Investigators arrested Maynard when she arrived at the police station to get her children. She led agents to others and to a Chevrolet Tahoe, where according to court documents, a shovel and a .45-caliber pistol were found.
The FBI rescued Frank Janssen from an apartment in a complex of two-story, townhouse-style residences near the U.S. Penitentiary in Atlanta.
In addition to Maynard, 20, four other people – Jenna Paulin Martin, 21; Jevante Price, 20; Michael Montreal Gooden, 21; and Clifton James Roberts, 29 – face federal kidnapping charges, which carry maximum prison sentences of life without parole.
No charges against Melton were announced.
Thomas Walker, U.S. Attorney for the Eastern District of North Carolina, which includes Wake Forest, praised all the law enforcement agencies Thursday for a case that ended well.
He declined to comment further, though, saying the investigation is ongoing.
“We will pursue justice in this matter,” Walker said.
The Janssen family was not at the Wake Forest home Thursday. They have asked for privacy.
Phones in prison
Several top prosecutors used the case as an opportunity to push for more resources and for changes in state law related to cellphones found in prison.
Frank L. Perry, secretary of the N.C. Department of Public Safety, said prison overseers are working to stem the problem. In 2013, 747 mobile phones were confiscated from prison inmates in the state. So far this year, 166 phones have been retrieved.
Corrections officials have been using new technologies and procedures for the past several years to detect and confiscate cellphones, according to the secretary’s spokeswoman.

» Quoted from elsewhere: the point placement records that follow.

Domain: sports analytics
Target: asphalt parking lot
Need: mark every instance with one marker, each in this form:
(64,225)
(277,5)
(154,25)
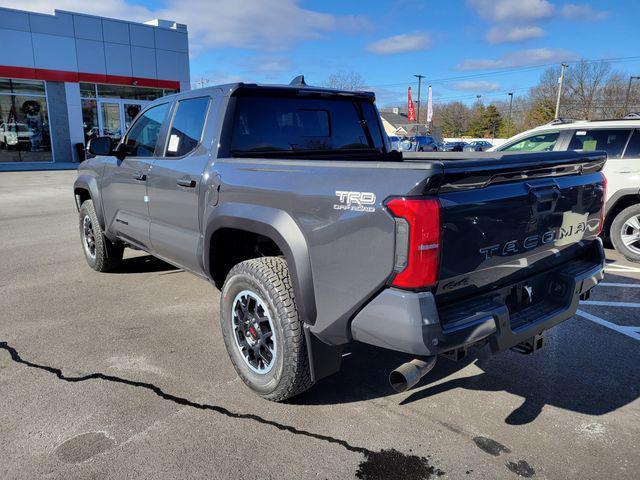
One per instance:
(125,375)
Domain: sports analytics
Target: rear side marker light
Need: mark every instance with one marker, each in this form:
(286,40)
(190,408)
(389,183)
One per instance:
(417,249)
(604,202)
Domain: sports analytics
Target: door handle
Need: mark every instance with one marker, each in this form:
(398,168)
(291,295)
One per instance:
(186,182)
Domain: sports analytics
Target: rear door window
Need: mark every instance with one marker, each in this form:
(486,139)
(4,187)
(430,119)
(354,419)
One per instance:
(541,142)
(609,140)
(143,135)
(633,147)
(187,126)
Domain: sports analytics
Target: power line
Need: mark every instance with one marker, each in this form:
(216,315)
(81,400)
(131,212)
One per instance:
(510,70)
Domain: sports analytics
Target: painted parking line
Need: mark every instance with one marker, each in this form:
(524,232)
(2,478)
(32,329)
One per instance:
(601,303)
(633,332)
(620,285)
(619,268)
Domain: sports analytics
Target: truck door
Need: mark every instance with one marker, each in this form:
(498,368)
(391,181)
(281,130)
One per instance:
(124,187)
(174,186)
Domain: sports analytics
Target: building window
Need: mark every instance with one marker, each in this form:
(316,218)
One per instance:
(24,123)
(108,110)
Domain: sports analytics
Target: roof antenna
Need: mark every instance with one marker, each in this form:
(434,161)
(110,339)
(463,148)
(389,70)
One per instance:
(298,81)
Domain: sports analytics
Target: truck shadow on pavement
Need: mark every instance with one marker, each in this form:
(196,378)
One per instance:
(386,464)
(593,378)
(144,264)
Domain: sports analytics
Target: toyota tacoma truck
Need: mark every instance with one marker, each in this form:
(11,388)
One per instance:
(290,201)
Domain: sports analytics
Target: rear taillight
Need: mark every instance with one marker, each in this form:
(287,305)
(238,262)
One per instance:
(604,202)
(417,241)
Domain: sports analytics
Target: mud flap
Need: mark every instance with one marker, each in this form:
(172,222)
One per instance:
(324,360)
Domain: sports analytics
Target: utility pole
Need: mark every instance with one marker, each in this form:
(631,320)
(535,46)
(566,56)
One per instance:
(510,110)
(419,77)
(510,105)
(626,100)
(561,82)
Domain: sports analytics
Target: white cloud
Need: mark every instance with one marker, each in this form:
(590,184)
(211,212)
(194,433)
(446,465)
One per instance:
(534,56)
(401,43)
(269,64)
(503,34)
(582,11)
(512,10)
(260,24)
(476,86)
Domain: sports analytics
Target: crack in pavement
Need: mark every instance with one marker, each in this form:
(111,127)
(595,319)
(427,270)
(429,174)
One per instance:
(418,466)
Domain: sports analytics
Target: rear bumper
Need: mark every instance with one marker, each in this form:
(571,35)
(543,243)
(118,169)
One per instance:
(411,322)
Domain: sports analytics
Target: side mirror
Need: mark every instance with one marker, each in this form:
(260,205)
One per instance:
(99,146)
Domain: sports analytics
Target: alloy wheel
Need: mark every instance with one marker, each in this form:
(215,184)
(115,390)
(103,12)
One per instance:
(253,332)
(630,234)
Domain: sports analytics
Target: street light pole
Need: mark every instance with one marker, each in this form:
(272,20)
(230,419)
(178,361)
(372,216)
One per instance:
(510,109)
(626,101)
(419,77)
(561,82)
(510,104)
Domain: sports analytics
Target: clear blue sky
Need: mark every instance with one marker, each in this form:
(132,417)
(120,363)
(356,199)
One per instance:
(388,41)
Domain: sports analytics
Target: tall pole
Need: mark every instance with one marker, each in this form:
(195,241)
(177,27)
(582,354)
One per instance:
(561,82)
(626,100)
(510,111)
(510,105)
(419,77)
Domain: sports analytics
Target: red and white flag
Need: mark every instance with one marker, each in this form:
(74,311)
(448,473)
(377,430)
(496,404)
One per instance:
(411,110)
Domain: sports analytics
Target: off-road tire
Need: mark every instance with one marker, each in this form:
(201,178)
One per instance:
(108,255)
(268,278)
(615,232)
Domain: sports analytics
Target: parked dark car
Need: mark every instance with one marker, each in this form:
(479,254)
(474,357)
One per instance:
(424,143)
(478,146)
(455,146)
(394,142)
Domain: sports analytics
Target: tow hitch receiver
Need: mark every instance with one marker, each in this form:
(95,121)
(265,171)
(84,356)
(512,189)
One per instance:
(530,345)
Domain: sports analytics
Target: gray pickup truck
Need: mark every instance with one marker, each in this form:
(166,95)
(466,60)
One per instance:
(289,200)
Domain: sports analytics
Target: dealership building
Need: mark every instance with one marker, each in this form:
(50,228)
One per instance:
(67,77)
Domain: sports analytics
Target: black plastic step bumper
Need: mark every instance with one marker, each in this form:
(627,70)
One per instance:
(411,322)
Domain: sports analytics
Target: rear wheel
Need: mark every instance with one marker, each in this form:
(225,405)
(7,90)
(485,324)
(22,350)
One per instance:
(262,331)
(625,233)
(101,254)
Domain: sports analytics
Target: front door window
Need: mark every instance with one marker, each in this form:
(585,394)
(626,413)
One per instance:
(111,122)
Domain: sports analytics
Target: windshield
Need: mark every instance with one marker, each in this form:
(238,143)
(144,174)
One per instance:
(263,124)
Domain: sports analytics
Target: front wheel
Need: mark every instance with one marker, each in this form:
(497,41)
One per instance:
(625,233)
(262,331)
(101,254)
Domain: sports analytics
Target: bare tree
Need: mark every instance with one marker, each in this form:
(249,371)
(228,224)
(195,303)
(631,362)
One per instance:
(344,81)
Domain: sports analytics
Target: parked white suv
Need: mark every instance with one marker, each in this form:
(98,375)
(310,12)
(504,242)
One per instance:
(621,140)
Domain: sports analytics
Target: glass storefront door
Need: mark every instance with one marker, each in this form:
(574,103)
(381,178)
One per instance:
(24,123)
(111,124)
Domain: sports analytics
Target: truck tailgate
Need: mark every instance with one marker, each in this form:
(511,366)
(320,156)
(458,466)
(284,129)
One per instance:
(506,218)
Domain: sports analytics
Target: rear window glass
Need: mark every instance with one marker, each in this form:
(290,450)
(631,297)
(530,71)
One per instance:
(542,142)
(277,124)
(611,141)
(633,148)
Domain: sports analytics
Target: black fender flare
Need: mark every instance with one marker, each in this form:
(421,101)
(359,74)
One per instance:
(90,184)
(280,227)
(619,195)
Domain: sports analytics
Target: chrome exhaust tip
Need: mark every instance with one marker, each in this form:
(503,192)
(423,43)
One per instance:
(409,374)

Melton has been written up on two occasions over the past year for having a cellphone inside Polk – on July 6, 2013, and on Feb. 24, 2014.
“The department is deeply concerned about any corrupting influence by inmates against Adult Correction employees and will aggressively investigate and take action against offenders and staff involved in using cellphones to conduct criminal activity from inside prison walls,” Perry said in a statement. “It will continue its ongoing efforts with increased intensity towards stopping contraband from entering any of its facilities.”